Many techniques have been developed to detect mitochondrial damage, including electron probe microscopy (EPM), transmission electron microscopy (TEM) and electrochemical luminescence technology (ECL), etc. [10,11]. But these techniques cannot track the dynamics of mitochondria in living cells in real-time. Because of its high specificity, high sensitivity, high contrast and imaging visualization, fluorescence imaging has attracted extensive attention in chemical biology, biochemistry, medicine and other disciplines. Small molecule fluorescent probes based on fluorescence imaging have the advantages of in situ and real-time visualization of living cells, low damage to biological samples, and allowing dynamic analysis of living samples. They have also been widely used in subcellular organelle imaging, intracellular biological signal molecule tracking, and marker monitoring of cancer and other diseases [12–17]. At present, JC-1 and other commercial fluorescent dyes developed based on the characteristics of MMP, and some recently reported small molecule fluorescent probes can be used for mitochondrial membrane tracking through J-aggregation and other luminescence methods [18–20]. For example, our group recently developed two fluorescent probes ECPI-12 and IVPI-12, that can image and track the dynamic changes of mitochondria, becoming a potential tool for monitoring and tracking the dynamic changes of mitochondria in living cells and tissues [21]. Li et al. developed a vibration-induced-emission based mitochondria targeting fluorescent probe, providing an effective way to detect changes in mitochondrial viscosity [22]. Miller et al. developed a fluorescent ΔΨm reporter that does not rely on ΔΨm-dependent accumulation, which is vital for detecting changes in mitochondrial membrane potential [23]. Although this kind of small molecule fluorescent probes can realize real-time tracking of MMP changes and mitochondrial damage, the narrow Stokes shift of such fluorescent probes and the interference caused by the autofluorescence of biological macromolecules may lead to problems such as low detection sensitivity and fluorescence crosstalk in situ detection. Therefore, it is particularly important to develop novel methods for tracking mitochondrial dynamic changes based on fluorescence imaging.
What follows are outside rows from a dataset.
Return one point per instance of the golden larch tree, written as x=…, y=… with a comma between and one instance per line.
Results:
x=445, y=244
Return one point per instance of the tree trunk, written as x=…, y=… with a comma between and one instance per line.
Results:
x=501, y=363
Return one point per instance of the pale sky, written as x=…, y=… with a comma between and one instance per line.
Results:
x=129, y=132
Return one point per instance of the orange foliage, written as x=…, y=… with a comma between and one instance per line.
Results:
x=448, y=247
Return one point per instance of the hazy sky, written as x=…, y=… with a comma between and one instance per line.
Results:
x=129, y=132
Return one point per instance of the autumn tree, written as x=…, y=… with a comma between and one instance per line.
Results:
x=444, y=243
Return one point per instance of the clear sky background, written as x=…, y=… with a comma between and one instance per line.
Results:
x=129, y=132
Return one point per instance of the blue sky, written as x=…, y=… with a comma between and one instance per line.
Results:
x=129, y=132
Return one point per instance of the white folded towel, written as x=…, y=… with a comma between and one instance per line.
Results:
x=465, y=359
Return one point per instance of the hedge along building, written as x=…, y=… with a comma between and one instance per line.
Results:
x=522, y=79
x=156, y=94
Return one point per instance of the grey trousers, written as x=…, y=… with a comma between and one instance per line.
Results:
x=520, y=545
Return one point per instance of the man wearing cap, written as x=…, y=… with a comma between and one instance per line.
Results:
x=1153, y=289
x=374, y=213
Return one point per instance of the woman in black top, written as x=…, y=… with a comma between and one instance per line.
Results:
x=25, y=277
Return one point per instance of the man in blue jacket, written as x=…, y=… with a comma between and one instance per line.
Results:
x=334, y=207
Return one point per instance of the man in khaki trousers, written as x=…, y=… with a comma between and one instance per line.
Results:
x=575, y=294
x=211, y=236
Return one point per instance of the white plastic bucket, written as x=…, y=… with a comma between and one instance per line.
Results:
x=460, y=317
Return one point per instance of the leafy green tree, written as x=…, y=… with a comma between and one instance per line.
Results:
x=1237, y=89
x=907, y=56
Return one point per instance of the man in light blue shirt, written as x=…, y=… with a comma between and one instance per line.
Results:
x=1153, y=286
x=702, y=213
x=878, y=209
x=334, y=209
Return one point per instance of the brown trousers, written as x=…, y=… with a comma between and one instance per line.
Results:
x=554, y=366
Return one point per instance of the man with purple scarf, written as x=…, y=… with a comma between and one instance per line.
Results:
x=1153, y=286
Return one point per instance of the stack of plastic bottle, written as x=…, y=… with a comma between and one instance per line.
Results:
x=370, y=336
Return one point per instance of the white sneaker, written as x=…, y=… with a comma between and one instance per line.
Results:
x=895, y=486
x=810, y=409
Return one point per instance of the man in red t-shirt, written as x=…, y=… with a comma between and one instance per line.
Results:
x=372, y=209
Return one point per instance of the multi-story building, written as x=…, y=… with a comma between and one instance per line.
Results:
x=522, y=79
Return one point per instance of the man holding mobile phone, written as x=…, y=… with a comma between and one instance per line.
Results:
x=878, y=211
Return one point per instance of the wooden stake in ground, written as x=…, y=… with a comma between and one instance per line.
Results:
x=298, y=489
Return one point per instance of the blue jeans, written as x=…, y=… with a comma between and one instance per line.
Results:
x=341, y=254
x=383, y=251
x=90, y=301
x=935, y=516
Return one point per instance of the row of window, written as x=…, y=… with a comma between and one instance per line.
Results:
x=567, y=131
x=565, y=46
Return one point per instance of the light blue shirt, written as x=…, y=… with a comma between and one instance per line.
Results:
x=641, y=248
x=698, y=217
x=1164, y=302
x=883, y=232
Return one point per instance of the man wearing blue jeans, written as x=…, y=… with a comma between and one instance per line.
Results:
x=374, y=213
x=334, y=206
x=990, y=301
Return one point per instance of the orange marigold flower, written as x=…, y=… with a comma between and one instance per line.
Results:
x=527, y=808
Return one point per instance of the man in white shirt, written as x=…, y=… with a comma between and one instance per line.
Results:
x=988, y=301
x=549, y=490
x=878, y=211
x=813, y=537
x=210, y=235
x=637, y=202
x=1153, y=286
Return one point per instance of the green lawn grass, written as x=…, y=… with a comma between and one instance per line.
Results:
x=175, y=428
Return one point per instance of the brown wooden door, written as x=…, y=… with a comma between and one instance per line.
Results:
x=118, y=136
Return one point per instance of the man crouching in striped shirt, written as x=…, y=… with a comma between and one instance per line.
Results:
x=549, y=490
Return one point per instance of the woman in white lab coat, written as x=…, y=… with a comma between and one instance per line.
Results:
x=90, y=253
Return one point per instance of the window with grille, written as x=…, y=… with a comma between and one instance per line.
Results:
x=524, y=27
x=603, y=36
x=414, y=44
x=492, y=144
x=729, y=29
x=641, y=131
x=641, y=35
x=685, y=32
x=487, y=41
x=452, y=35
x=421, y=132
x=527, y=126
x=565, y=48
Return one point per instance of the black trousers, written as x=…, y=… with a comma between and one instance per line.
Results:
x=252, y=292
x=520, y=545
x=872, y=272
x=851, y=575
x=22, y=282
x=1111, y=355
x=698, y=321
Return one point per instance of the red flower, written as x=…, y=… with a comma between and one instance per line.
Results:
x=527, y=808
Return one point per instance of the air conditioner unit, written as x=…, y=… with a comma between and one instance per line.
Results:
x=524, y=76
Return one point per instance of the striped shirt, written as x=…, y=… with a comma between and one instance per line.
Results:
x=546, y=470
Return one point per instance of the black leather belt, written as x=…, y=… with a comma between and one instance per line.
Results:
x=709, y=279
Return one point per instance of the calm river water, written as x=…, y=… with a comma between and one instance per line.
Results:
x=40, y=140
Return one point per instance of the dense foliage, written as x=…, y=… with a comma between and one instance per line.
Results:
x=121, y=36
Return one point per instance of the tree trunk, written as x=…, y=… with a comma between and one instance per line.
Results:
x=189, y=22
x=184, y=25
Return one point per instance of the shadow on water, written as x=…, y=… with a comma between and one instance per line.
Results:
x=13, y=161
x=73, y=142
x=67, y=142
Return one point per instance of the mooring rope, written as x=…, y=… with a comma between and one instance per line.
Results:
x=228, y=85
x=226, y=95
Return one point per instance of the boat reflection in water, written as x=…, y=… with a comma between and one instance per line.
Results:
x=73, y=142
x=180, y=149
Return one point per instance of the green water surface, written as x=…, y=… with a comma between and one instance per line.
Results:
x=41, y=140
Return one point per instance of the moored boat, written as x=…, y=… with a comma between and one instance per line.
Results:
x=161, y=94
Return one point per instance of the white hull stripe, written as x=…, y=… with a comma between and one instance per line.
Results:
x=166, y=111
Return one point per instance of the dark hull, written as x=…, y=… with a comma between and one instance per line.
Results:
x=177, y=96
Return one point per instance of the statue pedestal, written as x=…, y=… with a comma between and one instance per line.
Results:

In order to avoid the fluorescence crosstalk, fluorescent probes with subcellular migratory properties have received increasing attention from researchers. Under normal conditions, the probe can selectively target to a specific subcellular organelle; when the cells are disturbed by external stimuli, the probe would be transferred to other organelles, due to the reduced binding force with this subcellular organelle. Therefore, by tracking the transfer of the probe between the subcellular organelles, the state of the original targeted subcellular organelles can be reflected. Recently, Tang et al. developed a fluorescent probe TPE-4EP⁺, which can translate from mitochondria to nucleus during apoptosis, and real-time monitoring of cell status by fluorescence migration [24]. Mao and Liu et al. have developed a cell membrane probe that acts as a signal reporter to illuminate the nucleus once the cell membrane is damaged, which opens up a new avenue for designing membrane damage diagnosis probes for biomedical applications [25]. Although this kind of probe for subcellular organelle migration has made remarkable achievements in monitoring subcellular organelle status, the subcellular migratory probe is still rare, which is challenging to meet the application requirements of medical staff and scientific researchers. Therefore, it is an urgent task to develop fluorescent probes with subcellular migration properties to detect mitochondrial damage.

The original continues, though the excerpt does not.